ECLI:NL:RBDHA:2021:7279
Rechtbank Den Haag
- Eerste aanleg - enkelvoudig
- Rechtspraak.nl
Afwijzing verzoek voorlopige voorziening asielaanvraag op grond van verantwoordelijkheid Spanje
In deze zaak heeft de voorzieningenrechter van de Rechtbank Den Haag op 2 juli 2021 uitspraak gedaan in een verzoek om voorlopige voorziening in het kader van een asielaanvraag. De verzoeker, vertegenwoordigd door zijn gemachtigde mr. J.A. Tegenbosch, had beroep ingesteld tegen een besluit van de staatssecretaris van Justitie en Veiligheid, waarin de asielaanvraag niet in behandeling werd genomen. Dit besluit was genomen op 18 mei 2021, met als reden dat Spanje verantwoordelijk was voor de behandeling van de asielaanvraag van verzoeker.

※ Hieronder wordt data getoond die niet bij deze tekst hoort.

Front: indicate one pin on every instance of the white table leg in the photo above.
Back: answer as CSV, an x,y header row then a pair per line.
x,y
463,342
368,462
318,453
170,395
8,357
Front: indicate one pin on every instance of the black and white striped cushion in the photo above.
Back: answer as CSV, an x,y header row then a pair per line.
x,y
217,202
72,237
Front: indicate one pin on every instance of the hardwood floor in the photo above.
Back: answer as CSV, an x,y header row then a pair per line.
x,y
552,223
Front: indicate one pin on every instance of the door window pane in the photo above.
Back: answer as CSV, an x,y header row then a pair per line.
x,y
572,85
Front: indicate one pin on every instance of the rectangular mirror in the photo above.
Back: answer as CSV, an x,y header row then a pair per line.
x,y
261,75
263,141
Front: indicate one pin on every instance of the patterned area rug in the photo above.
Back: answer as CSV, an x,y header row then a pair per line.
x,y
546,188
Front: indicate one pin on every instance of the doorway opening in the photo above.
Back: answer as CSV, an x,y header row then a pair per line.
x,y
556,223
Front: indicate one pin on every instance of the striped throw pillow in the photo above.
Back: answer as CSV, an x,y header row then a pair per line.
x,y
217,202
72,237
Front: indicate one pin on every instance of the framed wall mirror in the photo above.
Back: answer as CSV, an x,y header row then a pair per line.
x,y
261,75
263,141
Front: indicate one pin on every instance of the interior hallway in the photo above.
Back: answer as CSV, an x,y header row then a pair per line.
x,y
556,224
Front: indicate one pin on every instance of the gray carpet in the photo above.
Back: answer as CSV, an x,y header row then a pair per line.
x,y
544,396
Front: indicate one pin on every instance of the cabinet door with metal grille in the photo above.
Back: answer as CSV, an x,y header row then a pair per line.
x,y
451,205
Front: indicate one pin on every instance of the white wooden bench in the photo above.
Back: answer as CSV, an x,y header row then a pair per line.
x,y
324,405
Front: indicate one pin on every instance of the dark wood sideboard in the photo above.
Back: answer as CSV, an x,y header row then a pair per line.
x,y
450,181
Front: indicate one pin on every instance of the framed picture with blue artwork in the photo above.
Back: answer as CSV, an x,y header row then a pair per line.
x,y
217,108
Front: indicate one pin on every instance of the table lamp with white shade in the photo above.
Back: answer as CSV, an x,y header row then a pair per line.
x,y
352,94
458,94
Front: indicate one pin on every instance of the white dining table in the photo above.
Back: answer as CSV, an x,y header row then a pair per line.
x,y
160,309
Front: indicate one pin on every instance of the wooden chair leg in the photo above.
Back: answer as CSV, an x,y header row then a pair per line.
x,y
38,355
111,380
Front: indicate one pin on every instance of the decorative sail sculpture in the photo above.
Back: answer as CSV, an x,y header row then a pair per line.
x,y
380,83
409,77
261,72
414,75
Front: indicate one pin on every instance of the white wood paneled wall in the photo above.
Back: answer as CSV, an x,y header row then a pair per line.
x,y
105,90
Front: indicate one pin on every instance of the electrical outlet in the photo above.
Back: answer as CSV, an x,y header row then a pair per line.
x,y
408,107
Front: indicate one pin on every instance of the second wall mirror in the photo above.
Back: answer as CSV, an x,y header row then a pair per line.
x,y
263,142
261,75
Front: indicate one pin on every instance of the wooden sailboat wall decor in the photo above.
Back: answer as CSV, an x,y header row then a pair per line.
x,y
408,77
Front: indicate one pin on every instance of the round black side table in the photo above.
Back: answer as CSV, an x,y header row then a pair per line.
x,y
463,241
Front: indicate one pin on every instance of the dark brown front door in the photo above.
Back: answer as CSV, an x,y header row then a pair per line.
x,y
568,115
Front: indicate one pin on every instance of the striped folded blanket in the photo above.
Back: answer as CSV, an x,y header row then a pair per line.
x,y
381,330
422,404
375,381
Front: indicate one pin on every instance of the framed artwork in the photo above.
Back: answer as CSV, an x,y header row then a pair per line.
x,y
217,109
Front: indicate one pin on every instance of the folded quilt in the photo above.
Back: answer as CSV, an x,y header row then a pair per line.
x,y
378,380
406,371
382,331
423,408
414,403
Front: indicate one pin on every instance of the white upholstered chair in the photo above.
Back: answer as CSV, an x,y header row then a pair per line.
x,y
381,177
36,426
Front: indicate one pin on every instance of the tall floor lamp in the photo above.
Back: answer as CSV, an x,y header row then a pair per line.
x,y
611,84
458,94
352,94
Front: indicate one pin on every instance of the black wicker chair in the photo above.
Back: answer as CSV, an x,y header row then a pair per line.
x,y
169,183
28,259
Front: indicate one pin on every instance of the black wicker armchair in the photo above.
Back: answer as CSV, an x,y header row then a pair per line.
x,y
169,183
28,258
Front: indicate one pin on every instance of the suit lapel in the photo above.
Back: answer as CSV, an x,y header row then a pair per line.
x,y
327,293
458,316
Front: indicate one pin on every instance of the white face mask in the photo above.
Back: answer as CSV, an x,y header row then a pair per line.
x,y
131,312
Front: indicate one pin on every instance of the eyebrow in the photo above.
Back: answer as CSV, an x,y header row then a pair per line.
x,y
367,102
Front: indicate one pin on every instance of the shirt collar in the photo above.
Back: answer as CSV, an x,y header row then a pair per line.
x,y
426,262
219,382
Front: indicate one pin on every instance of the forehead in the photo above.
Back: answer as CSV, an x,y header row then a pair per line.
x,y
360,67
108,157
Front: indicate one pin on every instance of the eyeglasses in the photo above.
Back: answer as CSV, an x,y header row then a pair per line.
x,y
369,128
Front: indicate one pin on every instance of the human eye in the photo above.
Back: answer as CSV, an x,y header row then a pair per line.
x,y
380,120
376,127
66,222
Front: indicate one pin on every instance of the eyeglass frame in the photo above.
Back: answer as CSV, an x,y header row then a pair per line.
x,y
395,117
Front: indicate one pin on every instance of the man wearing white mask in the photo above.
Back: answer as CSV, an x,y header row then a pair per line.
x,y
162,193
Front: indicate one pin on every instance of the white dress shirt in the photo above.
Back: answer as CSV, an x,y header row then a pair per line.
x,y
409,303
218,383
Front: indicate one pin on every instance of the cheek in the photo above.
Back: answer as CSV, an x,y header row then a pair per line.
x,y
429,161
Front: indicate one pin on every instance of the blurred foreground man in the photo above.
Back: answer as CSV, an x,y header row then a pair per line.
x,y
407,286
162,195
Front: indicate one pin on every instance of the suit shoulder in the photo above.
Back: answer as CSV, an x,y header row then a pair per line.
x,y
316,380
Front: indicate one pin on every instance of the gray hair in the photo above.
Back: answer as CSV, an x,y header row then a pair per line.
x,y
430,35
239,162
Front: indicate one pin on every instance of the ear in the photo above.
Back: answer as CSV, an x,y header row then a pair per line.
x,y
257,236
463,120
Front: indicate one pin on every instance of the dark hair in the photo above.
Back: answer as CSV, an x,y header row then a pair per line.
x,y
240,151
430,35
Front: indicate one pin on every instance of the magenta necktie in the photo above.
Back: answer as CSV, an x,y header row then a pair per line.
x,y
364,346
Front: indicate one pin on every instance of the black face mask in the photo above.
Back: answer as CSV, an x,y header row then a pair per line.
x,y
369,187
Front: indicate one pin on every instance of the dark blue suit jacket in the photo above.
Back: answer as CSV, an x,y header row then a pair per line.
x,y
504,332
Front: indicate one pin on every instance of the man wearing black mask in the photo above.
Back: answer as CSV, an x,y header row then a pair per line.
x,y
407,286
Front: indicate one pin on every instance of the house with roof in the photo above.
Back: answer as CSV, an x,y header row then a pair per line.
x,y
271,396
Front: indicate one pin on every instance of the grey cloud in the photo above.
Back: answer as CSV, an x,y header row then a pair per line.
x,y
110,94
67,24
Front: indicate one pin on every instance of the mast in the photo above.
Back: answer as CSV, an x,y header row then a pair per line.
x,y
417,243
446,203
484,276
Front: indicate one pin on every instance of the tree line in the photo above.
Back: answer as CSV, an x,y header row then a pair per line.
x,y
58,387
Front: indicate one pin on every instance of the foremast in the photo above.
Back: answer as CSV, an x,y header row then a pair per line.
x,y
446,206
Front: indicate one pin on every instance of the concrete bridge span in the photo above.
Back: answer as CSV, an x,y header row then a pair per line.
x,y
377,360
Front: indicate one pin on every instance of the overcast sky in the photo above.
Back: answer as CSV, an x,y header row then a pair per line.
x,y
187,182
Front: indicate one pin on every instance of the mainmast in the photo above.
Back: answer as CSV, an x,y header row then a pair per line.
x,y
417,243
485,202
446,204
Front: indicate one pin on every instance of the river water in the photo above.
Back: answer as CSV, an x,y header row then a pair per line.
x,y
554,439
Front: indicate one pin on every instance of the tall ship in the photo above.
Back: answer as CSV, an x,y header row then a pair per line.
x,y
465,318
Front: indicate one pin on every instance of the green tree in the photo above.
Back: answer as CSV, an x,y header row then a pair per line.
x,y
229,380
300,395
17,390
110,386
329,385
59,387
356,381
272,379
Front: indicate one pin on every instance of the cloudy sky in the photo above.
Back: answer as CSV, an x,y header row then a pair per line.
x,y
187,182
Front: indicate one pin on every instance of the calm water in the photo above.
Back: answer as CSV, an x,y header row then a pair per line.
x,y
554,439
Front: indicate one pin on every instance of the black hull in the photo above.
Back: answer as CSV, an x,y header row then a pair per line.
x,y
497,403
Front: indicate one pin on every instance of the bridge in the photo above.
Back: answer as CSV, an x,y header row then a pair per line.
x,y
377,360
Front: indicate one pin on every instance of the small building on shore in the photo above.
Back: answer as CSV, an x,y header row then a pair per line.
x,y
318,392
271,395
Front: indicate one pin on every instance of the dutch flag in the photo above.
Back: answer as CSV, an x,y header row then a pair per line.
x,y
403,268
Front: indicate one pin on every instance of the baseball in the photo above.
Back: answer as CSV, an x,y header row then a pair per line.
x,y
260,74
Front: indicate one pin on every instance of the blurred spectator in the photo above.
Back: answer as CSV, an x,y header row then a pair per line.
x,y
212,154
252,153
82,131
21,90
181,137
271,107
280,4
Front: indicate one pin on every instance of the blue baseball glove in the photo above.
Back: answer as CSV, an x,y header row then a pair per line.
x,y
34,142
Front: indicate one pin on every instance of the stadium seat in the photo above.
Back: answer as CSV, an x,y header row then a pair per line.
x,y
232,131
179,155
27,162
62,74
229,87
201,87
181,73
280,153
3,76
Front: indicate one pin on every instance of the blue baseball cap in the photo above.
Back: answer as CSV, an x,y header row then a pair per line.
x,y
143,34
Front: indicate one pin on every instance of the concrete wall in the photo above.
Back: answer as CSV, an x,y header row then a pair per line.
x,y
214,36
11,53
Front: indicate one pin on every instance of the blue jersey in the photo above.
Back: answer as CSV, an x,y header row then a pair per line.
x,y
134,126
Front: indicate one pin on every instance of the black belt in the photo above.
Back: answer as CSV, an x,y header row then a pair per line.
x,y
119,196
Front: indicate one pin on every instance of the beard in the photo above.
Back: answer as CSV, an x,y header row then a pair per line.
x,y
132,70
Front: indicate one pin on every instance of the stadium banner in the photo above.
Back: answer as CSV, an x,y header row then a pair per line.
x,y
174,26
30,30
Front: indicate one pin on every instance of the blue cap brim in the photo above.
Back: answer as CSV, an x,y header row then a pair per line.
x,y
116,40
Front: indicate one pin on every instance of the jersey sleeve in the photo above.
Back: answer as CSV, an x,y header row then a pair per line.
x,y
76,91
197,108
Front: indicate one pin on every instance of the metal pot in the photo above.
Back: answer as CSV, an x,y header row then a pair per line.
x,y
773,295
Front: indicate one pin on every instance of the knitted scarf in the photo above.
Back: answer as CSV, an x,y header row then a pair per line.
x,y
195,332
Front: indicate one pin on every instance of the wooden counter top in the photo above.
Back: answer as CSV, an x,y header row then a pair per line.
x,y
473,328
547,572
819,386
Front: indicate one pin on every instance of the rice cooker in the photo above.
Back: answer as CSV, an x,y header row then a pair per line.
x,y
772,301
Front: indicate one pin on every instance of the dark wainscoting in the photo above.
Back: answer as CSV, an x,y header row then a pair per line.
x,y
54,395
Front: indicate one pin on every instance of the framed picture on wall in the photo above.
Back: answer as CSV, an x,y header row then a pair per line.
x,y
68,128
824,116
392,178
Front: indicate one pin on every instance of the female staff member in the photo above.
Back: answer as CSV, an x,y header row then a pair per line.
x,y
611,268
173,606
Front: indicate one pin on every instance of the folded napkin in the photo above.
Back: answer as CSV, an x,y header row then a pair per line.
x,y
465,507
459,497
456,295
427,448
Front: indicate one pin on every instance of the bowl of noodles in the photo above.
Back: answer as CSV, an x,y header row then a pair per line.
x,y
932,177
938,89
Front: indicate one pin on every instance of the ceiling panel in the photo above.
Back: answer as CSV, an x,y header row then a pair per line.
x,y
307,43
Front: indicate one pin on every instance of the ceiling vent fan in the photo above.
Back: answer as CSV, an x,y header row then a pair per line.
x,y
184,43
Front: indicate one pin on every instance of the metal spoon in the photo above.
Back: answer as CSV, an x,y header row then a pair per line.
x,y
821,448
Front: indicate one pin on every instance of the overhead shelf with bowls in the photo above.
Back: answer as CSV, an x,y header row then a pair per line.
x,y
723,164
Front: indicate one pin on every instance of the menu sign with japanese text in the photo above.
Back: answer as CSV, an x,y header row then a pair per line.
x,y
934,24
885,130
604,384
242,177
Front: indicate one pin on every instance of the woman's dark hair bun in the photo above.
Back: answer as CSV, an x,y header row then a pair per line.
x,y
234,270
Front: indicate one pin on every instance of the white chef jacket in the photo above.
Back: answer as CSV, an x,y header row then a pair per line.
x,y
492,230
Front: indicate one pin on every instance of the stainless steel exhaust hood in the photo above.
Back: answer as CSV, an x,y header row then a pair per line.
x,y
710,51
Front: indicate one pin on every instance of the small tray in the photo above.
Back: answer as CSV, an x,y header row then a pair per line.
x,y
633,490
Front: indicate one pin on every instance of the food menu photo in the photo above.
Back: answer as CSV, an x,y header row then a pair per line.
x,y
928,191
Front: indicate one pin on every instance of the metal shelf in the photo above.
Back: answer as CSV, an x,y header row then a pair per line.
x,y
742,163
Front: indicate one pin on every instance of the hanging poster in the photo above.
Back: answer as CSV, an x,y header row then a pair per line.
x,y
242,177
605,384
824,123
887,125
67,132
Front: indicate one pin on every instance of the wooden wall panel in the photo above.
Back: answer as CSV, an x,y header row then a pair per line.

Tijdens de zitting op 2 juli 2021, waar ook een andere zaak (NL21.7716) werd behandeld, heeft de voorzieningenrechter het verzoek om een voorlopige voorziening beoordeeld. De gemachtigde van de staatssecretaris, mr. M.F. van der Lubbe, was eveneens aanwezig. Na de behandeling heeft de voorzieningenrechter onmiddellijk uitspraak gedaan en het verzoek om voorlopige voorziening afgewezen.
De voorzieningenrechter overwoog dat er geen aanleiding was voor een proceskostenveroordeling en dat de uitspraak van vandaag in de andere zaak (NL21.7716) van invloed was op de beslissing om het verzoek af te wijzen. De uitspraak is openbaar gedaan en er staat geen hoger beroep of verzet open tegen deze beslissing.